Die US-Regierung hat uns proaktiv mit Eigenkapital unterstützt. Durch die Größe unseres Geschäfts gelten wir als „systemkritisch“. Die Regierung wollte sicherstellen, dass wir weiterhin stabil arbeiten können, weil viele Institute eng mit uns verzahnt sind. Unsere deutsche Depotbank war davon nicht betroffen. Wir sind hier eine eigenständige Bank mit einem haftenden Eigenkapital von 425 Millionen Euro.

Sie verwahren die Fondsgelder des deutschen Marktführers DWS. Dessen Anleger zahlen für die Depotbank. Was bekommen die dafür?

Wir verbuchen beispielsweise jeden Kauf und Verkauf von Wertpapieren, berechnen täglich die Vermögensbestände der Investmentfonds und den Fondspreis und übernehmen auch die Kontrolle, dass nur Anlageprodukte für einen Fonds gekauft werden, die für diesen zugelassen sind.

Stellen wir uns vor, DWS-Fondsmanager Klaus Kaldemorgen kauft eine deutsche Aktie. Welche Rolle spielt State Street dabei?

Der Manager trifft die Anlageentscheidung und kauft dann die Aktie an der -Börse. Die Aktienlieferung in das Depot des Fonds und die Zahlung des Kaufpreises wickeln wir ab. In dem Moment, in dem wir Geld auszahlen, kommt die Aktie hinein. Wir prüfen nach jedem Geschäft, ob die Vorschriften des Investmentgesetzes und spezifische Vertragsbedingungen eingehalten werden. Mancher Fondsmanager darf zum Beispiel keine Derivate erwerben oder nur bis zur Hälfte des Fondsvermögens Aktien kaufen. Wird eine solche Vorschrift missachtet, zeigen wir das der Kapitalanlagegesellschaft an und das Geschäft wird rückgängig gemacht. Zudem prüfen wir, ob der Handel zu marktgerechten Preisen stattgefunden hat. Zusätzlich schreibt der deutsche Gesetzgeber vor, dass der Fondspreis von der Kapitalanlagegesellschaft unter Mitwirkung der Depotbank ermittelt wird. Wir stimmen uns täglich um 17 Uhr mit der DWS ab.

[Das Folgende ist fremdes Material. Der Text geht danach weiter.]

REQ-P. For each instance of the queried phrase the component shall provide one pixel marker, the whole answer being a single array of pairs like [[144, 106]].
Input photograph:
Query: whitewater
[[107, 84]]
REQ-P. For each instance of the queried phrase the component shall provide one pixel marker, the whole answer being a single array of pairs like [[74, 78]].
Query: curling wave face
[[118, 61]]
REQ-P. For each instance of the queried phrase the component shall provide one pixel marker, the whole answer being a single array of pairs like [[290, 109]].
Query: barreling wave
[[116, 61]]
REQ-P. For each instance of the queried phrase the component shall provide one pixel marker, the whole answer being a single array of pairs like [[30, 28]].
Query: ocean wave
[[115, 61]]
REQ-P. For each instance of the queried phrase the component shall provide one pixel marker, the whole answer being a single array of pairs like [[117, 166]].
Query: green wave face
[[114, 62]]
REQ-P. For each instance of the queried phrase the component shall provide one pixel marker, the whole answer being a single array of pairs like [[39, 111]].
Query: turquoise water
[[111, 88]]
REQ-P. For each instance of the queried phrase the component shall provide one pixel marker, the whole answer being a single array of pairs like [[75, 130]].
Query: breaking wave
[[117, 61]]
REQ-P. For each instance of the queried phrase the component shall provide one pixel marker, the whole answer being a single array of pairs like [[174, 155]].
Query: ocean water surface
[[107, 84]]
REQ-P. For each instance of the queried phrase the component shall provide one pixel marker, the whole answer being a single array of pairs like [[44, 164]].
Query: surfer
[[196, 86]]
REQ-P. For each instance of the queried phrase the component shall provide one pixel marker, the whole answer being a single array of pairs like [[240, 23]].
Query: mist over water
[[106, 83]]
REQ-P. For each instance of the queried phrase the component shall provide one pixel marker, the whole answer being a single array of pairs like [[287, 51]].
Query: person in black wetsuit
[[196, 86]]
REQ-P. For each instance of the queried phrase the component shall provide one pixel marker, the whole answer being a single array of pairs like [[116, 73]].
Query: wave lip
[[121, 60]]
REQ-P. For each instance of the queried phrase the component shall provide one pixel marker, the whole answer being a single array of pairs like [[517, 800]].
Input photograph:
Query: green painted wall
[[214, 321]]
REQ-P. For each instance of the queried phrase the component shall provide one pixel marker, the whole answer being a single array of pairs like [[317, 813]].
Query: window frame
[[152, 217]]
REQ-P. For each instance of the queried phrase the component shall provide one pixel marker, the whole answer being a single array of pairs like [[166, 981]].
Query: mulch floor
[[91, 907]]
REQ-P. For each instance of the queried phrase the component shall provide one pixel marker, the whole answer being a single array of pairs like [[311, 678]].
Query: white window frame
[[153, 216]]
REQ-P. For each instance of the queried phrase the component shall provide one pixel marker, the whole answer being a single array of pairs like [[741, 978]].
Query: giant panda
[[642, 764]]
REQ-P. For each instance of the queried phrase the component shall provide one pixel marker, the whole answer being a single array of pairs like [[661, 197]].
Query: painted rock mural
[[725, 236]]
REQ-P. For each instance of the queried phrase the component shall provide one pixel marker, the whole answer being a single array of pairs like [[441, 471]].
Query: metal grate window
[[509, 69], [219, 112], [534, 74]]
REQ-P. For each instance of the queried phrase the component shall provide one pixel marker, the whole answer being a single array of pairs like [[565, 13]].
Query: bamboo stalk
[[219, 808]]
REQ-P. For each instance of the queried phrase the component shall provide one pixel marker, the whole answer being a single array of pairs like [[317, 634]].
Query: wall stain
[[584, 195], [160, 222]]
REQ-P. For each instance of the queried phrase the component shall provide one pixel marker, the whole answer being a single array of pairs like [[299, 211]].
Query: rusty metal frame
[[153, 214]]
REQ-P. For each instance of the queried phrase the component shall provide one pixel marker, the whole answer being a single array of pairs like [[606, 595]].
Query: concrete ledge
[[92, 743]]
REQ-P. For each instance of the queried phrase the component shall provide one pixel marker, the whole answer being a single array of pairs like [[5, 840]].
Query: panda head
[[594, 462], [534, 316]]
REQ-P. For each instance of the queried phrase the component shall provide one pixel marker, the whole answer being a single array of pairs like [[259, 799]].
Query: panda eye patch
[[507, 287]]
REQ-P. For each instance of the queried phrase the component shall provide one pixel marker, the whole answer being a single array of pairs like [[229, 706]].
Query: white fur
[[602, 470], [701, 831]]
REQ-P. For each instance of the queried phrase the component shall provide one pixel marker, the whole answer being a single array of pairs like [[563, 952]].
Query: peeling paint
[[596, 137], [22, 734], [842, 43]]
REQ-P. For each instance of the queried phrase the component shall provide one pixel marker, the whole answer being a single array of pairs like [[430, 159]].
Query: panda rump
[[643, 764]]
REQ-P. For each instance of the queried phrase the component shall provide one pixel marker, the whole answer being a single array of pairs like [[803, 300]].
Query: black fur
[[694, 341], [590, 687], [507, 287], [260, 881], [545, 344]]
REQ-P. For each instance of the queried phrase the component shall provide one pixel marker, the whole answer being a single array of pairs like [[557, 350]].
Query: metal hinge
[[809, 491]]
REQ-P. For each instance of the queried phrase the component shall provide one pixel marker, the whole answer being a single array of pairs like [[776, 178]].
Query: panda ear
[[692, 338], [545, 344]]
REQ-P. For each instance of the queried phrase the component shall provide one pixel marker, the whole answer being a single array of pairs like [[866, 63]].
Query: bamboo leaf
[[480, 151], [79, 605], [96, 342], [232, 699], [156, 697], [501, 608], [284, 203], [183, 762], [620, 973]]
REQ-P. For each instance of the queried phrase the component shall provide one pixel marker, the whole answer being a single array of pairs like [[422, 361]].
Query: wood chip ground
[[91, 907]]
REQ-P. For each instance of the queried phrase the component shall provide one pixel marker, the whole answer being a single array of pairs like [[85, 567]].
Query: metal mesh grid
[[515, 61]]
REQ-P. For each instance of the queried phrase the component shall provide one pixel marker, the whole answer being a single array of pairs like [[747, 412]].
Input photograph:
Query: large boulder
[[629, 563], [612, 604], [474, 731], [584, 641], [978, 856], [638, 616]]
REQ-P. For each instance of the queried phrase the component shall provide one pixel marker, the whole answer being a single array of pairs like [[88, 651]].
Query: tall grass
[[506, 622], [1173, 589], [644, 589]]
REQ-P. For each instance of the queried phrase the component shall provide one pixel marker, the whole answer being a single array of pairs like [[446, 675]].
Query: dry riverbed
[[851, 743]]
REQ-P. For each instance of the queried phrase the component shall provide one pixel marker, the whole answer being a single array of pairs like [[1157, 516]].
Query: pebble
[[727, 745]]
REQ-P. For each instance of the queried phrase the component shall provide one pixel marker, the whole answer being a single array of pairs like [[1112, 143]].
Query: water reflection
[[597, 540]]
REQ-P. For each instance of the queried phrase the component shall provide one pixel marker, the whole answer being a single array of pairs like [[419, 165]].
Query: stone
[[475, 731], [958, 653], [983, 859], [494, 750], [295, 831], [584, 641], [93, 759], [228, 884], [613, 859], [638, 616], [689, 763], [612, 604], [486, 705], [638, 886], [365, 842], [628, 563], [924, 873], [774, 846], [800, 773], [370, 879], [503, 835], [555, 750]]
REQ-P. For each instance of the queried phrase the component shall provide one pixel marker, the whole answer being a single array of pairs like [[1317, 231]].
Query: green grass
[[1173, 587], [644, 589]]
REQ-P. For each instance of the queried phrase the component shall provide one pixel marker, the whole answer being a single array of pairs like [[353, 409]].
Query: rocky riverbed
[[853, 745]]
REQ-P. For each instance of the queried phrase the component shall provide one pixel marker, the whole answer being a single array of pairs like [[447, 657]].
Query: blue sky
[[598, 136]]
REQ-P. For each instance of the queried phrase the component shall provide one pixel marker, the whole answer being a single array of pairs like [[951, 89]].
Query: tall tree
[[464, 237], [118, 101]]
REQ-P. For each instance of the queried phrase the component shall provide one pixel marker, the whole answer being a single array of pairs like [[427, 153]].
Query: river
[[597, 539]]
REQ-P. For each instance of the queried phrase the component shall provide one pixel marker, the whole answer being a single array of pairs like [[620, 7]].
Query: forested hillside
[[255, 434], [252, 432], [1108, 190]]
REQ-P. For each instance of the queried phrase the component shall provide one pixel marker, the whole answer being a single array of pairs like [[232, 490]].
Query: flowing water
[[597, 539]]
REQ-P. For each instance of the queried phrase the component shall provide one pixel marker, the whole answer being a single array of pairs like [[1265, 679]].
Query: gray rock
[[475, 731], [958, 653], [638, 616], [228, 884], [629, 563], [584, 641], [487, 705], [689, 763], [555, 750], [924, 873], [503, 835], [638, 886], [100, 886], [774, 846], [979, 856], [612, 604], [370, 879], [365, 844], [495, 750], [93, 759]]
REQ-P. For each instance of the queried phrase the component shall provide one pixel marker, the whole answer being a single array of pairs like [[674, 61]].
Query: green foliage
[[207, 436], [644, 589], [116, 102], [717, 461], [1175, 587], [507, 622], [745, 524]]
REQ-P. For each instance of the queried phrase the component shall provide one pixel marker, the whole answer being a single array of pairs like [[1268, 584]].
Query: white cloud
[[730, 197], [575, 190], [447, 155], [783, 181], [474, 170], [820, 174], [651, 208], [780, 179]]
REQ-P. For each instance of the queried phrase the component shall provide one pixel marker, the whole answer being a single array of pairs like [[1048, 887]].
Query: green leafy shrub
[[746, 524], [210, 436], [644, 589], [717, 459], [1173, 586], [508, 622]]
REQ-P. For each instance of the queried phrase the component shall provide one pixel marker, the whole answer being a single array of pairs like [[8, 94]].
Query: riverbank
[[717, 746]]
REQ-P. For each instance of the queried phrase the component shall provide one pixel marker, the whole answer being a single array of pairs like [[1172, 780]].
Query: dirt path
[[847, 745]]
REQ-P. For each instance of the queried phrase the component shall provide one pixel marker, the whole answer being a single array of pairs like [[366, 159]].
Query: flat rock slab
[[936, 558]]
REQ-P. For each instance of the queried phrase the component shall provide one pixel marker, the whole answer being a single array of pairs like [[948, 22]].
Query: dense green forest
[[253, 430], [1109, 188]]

Sind Sie sich da immer einig?

Da wir unabhängig voneinander rechnen, kann es selbstverständlich auch mal Abweichungen geben. Es kann passieren, dass einige Geschäfte zeitversetzt verbucht wurden. Um den Anlegerschutz zu erhöhen, hat der Gesetzgeber zwei voneinander getrennten Einheiten spezielle gesetzliche Funktionen vorgeschrieben.

Wenn Fondsgesellschaft und Depotbank zur selben Großbank gehören – und das ist in Deutschland üblich – gibt es doch Interessenkonflikte und keine wirkliche Trennung.

Der deutsche Gesetzgeber hatte deshalb in seinem letzten Entwurf zur Modernisierung des Investmentgesetzes sogar explizit einen Passus vorgesehen, der vorschreiben wollte, dass Kapitalanlagegesellschaft und Depotbank nicht mehr zu einem Konzern gehören dürfen. Der wurde in letzter Minute gestrichen. Da war die deutsche Bankenlobby stark.

In der Finanzkrise gibt es zum Beispiel für strukturierte Wertpapiere häufig gar keinen Preis, weil sie illiquide sind, also gar nicht gehandelt werden. Wird Ihre Preisfestsetzung, die letztlich den Wert meines Fondsanteils bestimmt, da nicht völlig willkürlich?

Bei liquiden Titeln ist die Preisfeststellung kein Problem, da nehmen wir veröffentlichte Börsenkurse. Ansonsten treten wir an Broker heran, die uns Preise ermitteln. Gibt es keinen Marktpreis, dann kommen wissenschaftlich akzeptierte Modelle ins Spiel, mit denen theoretische Preise errechnet werden. Die Modelle sind in der Regel mit Wirtschaftsprüfern abgestimmt. Aber ich gebe zu, das ist ein hochsensibler Bereich mit weichen Kriterien. Da sind wir uns unserer Verantwortung bewusst.